Zimelewicz Oberman Dan, Cuello Oderiz Carolina, Baccanelli Matteo, Christiansen Silvia, Zurrú María Cristina
Instituto Universitario Hospital Italiano de Buenos Aires, Argentina. E-mail:
Servicio de Neurología, Hospital Italiano de Buenos Aires, Argentina.
Medicina (B Aires). 2017;77(3):242-244.
Hypertrophic pachymeningitis is an infrequent disorder. It can be idiopathic or secondary to infectious, autoimmune or neoplastic disease. The recently described 〈IgG4-related disease〉 could be the origin of many cases considered cryptogenic. We present the case of a 60-year-old man, with a history of headache and episcleritis in both eyes, with partial response to corticoid therapy. The brain MR study with gadolinium showed enhancement and thickening of the dura mater, extending from lateral wall of left temporal and occipital lobes to ipsilateral tentorium. Meningeal biopsy showed fibrosis and lymphoplasmacytic infiltrate, with more than 10 IgG4+ plasma cells per high power field. After treatment with rituximab there was clinical improvement accompanied by the virtual disappearance of the alterations detected in neuroimaging. Hypertrophic pachymeningitis as a manifestation of IgG4-related disease can be based on MRI findings if plasma IgG4 are elevated.

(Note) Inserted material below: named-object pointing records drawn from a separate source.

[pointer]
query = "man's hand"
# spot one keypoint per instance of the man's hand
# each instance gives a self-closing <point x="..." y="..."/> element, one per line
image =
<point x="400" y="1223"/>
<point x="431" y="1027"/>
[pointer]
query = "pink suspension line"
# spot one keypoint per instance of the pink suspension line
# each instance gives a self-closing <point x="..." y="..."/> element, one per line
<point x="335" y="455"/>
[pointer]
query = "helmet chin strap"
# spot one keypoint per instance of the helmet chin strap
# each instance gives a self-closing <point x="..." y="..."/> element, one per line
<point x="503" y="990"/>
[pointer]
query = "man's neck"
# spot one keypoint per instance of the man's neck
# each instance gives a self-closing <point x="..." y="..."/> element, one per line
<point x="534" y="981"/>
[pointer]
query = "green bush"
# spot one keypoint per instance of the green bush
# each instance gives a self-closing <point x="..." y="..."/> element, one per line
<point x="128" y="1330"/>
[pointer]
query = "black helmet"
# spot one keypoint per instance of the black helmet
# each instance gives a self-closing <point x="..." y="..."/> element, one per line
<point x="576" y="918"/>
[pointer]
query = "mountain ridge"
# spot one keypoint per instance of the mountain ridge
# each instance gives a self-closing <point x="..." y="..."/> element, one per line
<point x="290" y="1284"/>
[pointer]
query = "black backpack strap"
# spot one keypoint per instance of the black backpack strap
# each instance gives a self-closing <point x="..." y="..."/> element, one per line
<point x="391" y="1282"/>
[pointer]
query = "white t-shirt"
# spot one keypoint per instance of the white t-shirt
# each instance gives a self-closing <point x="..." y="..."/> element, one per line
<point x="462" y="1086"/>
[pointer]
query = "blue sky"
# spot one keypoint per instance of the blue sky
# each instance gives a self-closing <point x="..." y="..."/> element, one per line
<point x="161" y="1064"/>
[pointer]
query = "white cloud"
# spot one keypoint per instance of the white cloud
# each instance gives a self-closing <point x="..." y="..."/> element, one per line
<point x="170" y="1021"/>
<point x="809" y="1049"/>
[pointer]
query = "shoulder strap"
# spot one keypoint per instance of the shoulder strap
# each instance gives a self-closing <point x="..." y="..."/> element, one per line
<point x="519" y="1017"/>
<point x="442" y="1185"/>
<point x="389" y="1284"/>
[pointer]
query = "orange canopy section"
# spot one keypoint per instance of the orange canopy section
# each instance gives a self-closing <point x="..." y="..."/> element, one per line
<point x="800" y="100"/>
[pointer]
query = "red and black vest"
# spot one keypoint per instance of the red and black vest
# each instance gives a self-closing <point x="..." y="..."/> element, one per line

肥厚性硬脑膜炎是一种罕见的疾病。它可以是特发性的,也可以继发于感染性、自身免疫性或肿瘤性疾病。最近描述的〈IgG4相关性疾病〉可能是许多被认为是隐源性病例的病因。我们报告一例60岁男性患者,有头痛和双眼巩膜炎病史,对皮质类固醇治疗有部分反应。钆增强脑磁共振成像显示硬脑膜强化和增厚,从左侧颞叶和枕叶侧壁延伸至同侧小脑幕。脑膜活检显示纤维化和淋巴浆细胞浸润,每高倍视野有超过10个IgG4+浆细胞。使用利妥昔单抗治疗后,临床症状改善,神经影像学检测到的改变几乎消失。如果血浆IgG4升高,肥厚性硬脑膜炎作为IgG4相关性疾病的一种表现可基于MRI表现。